Lo he escrito y argumentado en numerosas ocasiones: sólo una reforma constitucional negociada y pactada por los principales partidos desde y para toda España -una reforma que asegure y pacifique el reconocimiento expreso de la singularidad catalana- podría  tender a estas alturas un puente de conexión hacia un futuro de unidad en la diversidad. Reforma constitucional votada por todos los españoles y un Estatut votado por todos los catalanes (lo que es la única manera de ejercitar el derecho a decidir jurídicamente existente, conforme a la Constitución y las leyes, con todas las garantías), federalismo, ciudadanía compatible e identidades múltiples en convivencia en España, con Cataluña dentro.

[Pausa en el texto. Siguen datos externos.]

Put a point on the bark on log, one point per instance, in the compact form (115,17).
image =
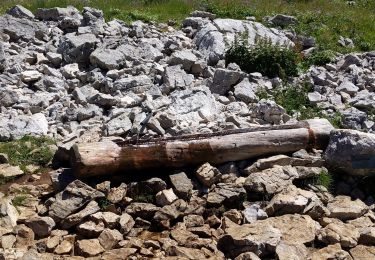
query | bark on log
(92,159)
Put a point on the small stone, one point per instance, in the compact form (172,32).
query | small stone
(331,252)
(8,171)
(126,223)
(208,174)
(344,208)
(4,158)
(89,247)
(181,185)
(64,248)
(165,197)
(7,241)
(30,76)
(41,226)
(109,238)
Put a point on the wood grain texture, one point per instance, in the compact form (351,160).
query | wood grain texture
(91,159)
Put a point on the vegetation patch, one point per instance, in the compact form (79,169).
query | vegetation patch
(264,57)
(28,150)
(295,101)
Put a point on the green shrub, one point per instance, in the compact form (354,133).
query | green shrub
(319,58)
(264,57)
(28,150)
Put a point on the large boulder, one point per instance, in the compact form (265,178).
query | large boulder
(17,127)
(73,198)
(351,152)
(77,48)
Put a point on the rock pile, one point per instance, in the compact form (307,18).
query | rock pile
(76,77)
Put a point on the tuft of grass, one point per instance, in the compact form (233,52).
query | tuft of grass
(295,101)
(28,150)
(144,197)
(20,200)
(264,57)
(322,19)
(324,179)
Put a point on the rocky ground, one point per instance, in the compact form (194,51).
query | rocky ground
(74,77)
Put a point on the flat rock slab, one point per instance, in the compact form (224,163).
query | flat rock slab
(352,152)
(75,196)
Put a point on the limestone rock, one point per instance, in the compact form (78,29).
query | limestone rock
(20,12)
(270,181)
(342,207)
(165,197)
(74,197)
(181,185)
(208,174)
(291,252)
(109,238)
(362,252)
(42,226)
(331,252)
(77,48)
(89,247)
(351,151)
(345,234)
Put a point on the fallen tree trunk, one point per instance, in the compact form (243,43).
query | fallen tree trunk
(92,159)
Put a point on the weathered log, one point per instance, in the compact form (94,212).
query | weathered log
(91,159)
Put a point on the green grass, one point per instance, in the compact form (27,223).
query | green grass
(28,150)
(20,200)
(326,20)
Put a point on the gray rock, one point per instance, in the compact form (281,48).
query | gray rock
(21,28)
(107,59)
(57,13)
(283,20)
(89,247)
(270,112)
(342,207)
(8,97)
(211,37)
(3,59)
(348,87)
(185,57)
(109,238)
(337,232)
(76,218)
(253,213)
(351,151)
(15,128)
(294,200)
(54,58)
(175,77)
(118,125)
(126,223)
(271,181)
(228,194)
(245,91)
(224,79)
(42,226)
(20,12)
(30,76)
(137,84)
(181,185)
(74,197)
(77,48)
(208,174)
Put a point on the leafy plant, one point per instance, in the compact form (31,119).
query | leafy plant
(269,59)
(319,58)
(28,150)
(20,200)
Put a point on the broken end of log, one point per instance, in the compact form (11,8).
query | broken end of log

A cuantos nos preguntan todavía a estas alturas “de qué federalismo” hablamos cuando hablamos en España, habida cuenta de los “muchos federalismos que animan la experiencia federal”, la respuesta es terminante: será “nuestro federalismo”; el nuestro, el que pactemos, el que nos demos por acuerdo y que no imite a ningún otro. Pero me cuento entre muchos socialistas europeos hondamente convencidos de que el reconocimiento de la singularidad catalana (y de la intensidad de su voluntad de autogobierno) tendrá que ser parte del puente hacia el futuro de España si es que los españoles, con los catalanes dentro, queremos seguir unidos.